Did you know that in Chicago roughly half of missing white cases were solved while less than a quarter of missing African American cases were solved in the same time frame? Although this data is for Chicago specifically, this is a common trend in the U.S. Most states have similar data. There is less representation in the media, fewer people are looking for these victims, and their lives are given less importance than white victims.

When you follow media and news, do you hear about missing white victims more? Or do you hear about minoritized missing victims? The answer is probably “missing white victims.” The reason for this is the Missing White Woman Syndrome, a term coined by the late Gwen Ifill to describe the media and public interest and persistence in finding missing white women while ignoring other cases that involve minoritized people.

Zack Sommers, a sociologist at Northwestern University, conducted a study in which the data showed white women are portrayed in news more than anyone else. Even though white women are only one-third of the population, “Half of the articles in the data set are just about white females alone,” Sommers said. This means the remaining articles included white men, minoritized men, and minoritized women who make up the majority of the population.
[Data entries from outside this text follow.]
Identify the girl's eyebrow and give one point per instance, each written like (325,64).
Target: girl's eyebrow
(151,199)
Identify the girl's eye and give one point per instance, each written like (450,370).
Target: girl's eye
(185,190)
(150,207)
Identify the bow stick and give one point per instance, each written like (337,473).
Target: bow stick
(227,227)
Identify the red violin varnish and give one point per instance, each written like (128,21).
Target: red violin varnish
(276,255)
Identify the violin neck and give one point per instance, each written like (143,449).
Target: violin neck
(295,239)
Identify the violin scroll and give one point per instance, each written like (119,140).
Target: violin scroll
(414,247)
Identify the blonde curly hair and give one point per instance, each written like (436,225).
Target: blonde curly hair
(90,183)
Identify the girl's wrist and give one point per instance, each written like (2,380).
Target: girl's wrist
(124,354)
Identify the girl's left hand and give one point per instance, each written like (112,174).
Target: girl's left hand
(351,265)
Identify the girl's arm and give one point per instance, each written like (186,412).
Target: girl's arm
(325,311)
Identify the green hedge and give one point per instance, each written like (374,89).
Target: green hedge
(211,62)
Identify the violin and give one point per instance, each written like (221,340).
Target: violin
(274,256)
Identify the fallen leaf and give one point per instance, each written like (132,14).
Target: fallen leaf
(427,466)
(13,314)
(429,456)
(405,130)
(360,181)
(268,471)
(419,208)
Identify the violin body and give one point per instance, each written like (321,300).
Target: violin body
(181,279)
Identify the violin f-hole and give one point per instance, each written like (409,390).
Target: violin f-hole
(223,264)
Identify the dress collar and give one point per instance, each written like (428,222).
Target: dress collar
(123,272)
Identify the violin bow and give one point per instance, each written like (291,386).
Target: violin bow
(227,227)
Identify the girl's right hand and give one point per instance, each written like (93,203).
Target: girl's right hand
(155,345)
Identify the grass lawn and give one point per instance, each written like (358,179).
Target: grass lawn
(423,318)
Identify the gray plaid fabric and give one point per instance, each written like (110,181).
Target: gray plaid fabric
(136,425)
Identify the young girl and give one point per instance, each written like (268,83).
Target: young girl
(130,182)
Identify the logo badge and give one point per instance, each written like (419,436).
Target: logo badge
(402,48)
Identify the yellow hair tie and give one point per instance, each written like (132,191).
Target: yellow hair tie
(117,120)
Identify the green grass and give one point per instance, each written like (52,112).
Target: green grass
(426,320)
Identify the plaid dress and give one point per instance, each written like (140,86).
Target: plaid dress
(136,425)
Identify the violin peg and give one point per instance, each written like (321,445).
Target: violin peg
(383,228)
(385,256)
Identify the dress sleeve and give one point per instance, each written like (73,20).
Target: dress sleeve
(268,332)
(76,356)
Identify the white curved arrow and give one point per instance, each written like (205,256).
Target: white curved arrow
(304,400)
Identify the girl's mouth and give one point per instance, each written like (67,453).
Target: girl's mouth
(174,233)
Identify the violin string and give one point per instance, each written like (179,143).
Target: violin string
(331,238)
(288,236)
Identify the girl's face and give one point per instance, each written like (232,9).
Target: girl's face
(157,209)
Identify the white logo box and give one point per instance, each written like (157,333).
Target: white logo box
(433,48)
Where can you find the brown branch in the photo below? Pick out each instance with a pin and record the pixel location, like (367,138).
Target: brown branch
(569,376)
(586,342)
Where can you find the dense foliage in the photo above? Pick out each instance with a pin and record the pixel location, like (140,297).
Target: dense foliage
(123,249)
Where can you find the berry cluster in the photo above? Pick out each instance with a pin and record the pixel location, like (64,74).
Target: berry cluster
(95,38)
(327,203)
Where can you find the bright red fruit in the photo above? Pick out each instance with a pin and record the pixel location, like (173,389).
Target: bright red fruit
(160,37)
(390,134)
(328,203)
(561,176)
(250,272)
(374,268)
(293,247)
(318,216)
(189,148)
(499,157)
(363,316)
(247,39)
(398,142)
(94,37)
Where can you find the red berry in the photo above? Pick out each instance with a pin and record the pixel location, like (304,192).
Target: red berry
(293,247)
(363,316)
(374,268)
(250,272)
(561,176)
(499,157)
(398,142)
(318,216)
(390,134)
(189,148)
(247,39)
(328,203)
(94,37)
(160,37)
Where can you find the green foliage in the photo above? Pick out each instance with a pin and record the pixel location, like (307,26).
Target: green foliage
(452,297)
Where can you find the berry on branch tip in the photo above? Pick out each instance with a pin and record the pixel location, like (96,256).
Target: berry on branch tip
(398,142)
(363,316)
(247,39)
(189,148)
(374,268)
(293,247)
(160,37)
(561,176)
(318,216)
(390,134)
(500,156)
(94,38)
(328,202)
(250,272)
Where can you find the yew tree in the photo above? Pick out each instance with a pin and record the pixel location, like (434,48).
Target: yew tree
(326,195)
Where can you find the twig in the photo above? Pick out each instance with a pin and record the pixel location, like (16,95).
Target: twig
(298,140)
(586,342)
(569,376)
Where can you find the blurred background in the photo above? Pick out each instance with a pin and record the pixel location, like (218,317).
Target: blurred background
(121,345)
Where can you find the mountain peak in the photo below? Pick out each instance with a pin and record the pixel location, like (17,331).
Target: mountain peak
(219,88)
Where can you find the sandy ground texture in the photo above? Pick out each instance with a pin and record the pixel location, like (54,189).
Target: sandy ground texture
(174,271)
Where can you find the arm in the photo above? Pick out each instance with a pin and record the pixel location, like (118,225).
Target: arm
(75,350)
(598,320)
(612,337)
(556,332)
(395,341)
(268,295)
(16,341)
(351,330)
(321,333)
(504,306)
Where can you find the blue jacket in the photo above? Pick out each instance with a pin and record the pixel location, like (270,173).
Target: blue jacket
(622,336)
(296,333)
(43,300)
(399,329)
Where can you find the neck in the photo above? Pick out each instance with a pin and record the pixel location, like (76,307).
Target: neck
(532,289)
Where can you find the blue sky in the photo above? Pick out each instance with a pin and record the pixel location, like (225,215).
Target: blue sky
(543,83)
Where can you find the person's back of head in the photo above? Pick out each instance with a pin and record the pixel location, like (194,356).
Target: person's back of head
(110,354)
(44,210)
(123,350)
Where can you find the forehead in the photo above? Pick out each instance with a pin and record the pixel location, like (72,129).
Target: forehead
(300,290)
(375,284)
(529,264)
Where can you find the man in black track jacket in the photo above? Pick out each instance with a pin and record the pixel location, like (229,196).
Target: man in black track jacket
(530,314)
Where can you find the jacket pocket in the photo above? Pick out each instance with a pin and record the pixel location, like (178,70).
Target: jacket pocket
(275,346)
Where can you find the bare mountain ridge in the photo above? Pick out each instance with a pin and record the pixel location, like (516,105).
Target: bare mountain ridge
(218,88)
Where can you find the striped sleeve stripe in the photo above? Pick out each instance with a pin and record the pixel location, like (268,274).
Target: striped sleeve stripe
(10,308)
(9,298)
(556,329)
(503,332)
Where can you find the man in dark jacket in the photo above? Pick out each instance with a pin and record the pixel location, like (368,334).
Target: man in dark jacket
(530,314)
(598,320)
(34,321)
It’s not just men and women, but minoritized boys and girls are missing at higher rates. According to the National Crime Information Center database, 37 percent of the cases are from the African American population even though they only account for 14 percent of the U.S. population. This data is very similar compared to the adults. These minoritized children receive fewer media coverage than white children. In Wyoming, 710 indigenous people, mostly girls, went missing within the past 10 years, and none of these cases received national media coverage. Most of the cases we hear about are white missing victims.

Some steps you can take:

  1. Pay attention to what stories are presented in the media, and question why some voices are left out. Once you realize the problem, you can act and help. Reach out to the media, and ask about those other voices.
  2. Fight for those voices that are being silenced, and spread the word. Share their names. Share their stories on social media, and talk about them with others. Retweet, like, share, and comment. Make the missing minoritized victims known.
  3. Guide people to resources that will help them. Many minoritized people don’t know what to do or don’t have the resources to act. They may not have financial resources or know how to file a missing report.
    1. The Black and Missing Foundation helps families through the missing person process by helping with the application, by spreading the word, and with anything that the family may need.
    2. The Jason Project also helps families through the process. The group provides more resources and support.
    3. The National Organization of Parents of Murdered Children provides emotional support, awareness, and financial support.
    4. Set up a Go Fund Me to help with the cost of an investigator and the missing person process.

There are many other foundations that can help families with just being aware, which could have a big impact on finding victims.